Rainer-Rudolph-Awards Session at the Mosbacher Kolloquium 2024
Designing triosephosphate isomerases using generative language models
Alexander Braun
University Bayreuth
Enzymes are wonderful biocatalysts that increase reaction rates by several orders of magnitude. The ability to catalyze reactions in aqueous solution at atmospheric pressure and at ambient temperatures makes these biomolecules an environmentally friendly and cost-effective alternative to synthetic catalysts used in industry. However, enzymes are mostly restricted to reactions occurring in the context of cellular life. The ability to design tailor-made enzymes is therefore of great interest for biotechnology and chemical industry. Methods to create proteins that catalyze a desired reaction have been mostly based on physics-based heuristics or built on improving promiscuous activity in natural proteins. These methodologies are highly time-consuming and in need of extensive screening.

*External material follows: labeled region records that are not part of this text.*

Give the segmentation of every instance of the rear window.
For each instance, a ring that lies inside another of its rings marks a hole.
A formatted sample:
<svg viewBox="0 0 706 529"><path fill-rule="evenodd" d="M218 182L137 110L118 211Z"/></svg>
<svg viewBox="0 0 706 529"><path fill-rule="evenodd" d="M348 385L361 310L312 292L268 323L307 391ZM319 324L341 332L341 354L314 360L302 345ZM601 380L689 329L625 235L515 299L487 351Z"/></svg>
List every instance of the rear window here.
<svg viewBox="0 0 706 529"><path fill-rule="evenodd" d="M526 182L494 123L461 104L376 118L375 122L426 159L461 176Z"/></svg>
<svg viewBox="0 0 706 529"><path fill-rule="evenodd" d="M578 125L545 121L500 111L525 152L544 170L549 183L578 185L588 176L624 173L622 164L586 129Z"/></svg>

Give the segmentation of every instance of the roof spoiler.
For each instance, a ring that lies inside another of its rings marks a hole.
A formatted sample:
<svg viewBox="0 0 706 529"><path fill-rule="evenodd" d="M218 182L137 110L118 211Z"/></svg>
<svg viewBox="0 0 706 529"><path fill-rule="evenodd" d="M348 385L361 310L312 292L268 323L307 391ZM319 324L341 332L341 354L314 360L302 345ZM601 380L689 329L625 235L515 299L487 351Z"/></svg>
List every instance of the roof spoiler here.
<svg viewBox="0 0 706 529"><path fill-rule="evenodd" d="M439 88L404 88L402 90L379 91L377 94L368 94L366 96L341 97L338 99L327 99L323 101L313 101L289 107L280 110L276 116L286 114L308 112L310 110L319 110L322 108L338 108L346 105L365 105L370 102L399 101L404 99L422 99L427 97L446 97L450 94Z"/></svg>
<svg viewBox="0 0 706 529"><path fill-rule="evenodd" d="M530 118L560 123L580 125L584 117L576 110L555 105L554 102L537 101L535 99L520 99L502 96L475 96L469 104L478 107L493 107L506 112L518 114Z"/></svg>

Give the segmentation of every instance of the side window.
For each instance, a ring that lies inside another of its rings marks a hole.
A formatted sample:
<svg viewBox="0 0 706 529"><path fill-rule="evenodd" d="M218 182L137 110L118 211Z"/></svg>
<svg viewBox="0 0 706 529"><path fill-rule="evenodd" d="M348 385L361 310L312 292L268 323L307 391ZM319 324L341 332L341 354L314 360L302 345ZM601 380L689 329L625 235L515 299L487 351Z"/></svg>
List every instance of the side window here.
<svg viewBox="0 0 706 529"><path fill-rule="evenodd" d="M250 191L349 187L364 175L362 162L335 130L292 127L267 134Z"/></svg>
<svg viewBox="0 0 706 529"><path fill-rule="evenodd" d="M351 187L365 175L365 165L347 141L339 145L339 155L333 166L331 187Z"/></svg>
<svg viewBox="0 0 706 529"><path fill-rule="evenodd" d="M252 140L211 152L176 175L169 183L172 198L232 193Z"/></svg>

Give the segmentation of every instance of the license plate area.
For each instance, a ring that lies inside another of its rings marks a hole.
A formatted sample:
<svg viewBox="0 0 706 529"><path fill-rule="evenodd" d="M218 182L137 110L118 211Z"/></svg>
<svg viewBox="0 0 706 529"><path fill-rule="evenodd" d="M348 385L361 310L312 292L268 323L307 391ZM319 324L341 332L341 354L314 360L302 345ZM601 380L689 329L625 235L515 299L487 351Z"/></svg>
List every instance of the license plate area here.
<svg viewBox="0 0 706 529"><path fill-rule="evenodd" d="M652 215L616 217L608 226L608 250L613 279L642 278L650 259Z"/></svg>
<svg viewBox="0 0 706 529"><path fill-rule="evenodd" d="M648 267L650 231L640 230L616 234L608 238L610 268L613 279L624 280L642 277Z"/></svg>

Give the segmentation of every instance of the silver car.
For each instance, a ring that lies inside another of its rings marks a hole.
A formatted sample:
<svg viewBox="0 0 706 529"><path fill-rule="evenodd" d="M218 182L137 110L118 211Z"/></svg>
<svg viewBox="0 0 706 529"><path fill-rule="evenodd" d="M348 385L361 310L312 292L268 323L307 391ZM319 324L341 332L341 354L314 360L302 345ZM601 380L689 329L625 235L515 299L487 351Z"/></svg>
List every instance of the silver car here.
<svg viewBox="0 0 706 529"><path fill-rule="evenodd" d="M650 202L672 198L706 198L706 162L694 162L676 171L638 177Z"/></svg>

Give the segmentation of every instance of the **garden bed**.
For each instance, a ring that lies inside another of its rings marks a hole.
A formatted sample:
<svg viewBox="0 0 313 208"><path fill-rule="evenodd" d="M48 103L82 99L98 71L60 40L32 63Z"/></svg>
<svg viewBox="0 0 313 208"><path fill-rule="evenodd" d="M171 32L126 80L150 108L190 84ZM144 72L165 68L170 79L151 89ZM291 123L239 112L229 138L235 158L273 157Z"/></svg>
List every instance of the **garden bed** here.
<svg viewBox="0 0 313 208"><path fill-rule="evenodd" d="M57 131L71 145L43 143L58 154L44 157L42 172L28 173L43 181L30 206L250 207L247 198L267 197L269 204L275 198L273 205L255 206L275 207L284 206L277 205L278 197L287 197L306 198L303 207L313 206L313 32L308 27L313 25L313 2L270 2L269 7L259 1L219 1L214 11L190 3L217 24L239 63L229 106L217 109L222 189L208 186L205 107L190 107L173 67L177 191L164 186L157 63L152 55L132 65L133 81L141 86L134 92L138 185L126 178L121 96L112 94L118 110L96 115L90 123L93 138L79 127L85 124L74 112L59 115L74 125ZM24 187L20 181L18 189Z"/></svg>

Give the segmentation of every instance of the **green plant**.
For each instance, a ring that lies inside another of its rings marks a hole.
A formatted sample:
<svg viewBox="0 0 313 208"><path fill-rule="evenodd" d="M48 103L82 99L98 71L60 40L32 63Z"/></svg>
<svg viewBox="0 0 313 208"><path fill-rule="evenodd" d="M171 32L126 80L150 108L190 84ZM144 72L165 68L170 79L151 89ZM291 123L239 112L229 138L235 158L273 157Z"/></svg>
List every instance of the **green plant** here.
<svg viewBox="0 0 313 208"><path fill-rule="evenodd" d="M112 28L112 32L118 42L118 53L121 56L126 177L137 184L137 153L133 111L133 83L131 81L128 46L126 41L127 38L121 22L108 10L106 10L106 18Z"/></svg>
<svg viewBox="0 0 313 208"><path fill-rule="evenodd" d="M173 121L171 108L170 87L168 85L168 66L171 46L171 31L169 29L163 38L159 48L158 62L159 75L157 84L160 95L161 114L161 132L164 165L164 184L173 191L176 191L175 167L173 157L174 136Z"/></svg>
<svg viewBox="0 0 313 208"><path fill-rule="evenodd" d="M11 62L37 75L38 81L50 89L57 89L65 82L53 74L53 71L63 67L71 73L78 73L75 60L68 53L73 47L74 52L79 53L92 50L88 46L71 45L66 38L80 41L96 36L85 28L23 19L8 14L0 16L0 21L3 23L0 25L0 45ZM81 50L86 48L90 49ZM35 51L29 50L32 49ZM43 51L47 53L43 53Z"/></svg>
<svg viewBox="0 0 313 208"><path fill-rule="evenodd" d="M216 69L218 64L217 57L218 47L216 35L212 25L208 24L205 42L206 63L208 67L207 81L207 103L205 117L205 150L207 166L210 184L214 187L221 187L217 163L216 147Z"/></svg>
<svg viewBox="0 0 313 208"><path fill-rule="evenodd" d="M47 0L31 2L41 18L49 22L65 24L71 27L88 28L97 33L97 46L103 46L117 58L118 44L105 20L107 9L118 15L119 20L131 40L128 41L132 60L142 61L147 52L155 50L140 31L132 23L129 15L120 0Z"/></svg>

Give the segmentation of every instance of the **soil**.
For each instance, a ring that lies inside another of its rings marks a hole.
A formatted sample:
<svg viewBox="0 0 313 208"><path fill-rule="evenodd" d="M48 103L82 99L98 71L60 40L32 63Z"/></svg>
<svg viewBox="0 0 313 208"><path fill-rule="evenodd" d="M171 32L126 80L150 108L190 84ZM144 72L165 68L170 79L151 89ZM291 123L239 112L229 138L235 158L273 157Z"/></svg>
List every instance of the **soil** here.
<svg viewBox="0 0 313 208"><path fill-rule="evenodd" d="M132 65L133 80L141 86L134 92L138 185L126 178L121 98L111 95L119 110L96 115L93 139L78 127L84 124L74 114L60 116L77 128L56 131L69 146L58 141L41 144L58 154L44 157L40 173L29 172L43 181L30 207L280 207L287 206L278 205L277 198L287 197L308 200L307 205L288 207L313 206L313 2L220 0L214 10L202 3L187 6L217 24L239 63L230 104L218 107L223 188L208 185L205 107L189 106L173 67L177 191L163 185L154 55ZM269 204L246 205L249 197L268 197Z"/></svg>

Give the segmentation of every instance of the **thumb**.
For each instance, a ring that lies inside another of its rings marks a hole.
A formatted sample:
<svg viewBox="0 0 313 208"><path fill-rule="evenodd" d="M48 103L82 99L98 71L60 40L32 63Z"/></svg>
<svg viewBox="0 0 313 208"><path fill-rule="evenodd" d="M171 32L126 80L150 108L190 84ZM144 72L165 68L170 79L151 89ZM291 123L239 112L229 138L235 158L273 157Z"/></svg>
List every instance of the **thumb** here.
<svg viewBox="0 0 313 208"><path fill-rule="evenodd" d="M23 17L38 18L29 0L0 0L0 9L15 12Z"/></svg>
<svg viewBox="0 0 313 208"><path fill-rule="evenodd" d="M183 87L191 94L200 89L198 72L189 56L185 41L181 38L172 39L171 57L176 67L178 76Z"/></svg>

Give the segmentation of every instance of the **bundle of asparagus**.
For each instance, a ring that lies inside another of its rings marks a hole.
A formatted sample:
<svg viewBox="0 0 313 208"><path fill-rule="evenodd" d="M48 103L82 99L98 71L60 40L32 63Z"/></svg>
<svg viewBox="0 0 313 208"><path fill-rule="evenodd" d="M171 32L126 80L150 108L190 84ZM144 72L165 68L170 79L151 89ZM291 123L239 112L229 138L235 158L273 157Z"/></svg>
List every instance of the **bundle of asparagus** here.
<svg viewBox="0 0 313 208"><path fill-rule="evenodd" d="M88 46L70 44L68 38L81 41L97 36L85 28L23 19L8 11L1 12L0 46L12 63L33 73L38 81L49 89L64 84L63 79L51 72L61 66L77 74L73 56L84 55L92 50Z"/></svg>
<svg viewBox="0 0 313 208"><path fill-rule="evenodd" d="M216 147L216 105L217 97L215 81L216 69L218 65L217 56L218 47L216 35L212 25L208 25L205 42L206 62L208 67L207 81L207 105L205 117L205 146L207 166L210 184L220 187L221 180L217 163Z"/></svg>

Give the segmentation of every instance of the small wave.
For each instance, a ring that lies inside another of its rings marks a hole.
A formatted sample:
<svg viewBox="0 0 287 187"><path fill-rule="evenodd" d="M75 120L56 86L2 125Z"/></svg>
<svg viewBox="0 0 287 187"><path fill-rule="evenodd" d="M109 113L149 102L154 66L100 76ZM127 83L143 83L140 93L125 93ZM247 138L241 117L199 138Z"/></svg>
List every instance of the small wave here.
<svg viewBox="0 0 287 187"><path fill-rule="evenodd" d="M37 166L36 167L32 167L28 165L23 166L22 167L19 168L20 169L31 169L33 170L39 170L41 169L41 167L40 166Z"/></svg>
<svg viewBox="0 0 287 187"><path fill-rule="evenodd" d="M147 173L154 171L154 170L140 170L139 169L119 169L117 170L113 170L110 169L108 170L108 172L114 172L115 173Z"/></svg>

As a shift of paradigm, recent successes in the application of language models based on the transformer architecture in protein sciences inspired the development of unconditional and conditional language models, such as ZymCTRL, to design new protein sequences. Being trained on the BRENDA database of enzymes, ZymCTRL generates putative enzyme sequences according to the enzyme commission number used as input. We assess experimentally the performance of this language model to generate triosephosphate isomerases (TIM), an obligatory oligomeric well-researched enzyme class catalyzing its reaction near the diffusion limit. Shallow filtering of generated putative enzyme sequences resulted in three out of twelve de novo TIMs being active in vivo and able to complement a TIM deficient E. coli strain. In depth characterization of the best performing
artificial enzyme shows in vitro activity just two orders of magnitude below its natural counterparts. Based on the results we propose a filtering mechanism to increase experimental success rates of artificially generated proteins even further. This study highlights the potential of protein language models as tools for the generation of tailored enzymes directly from sequence.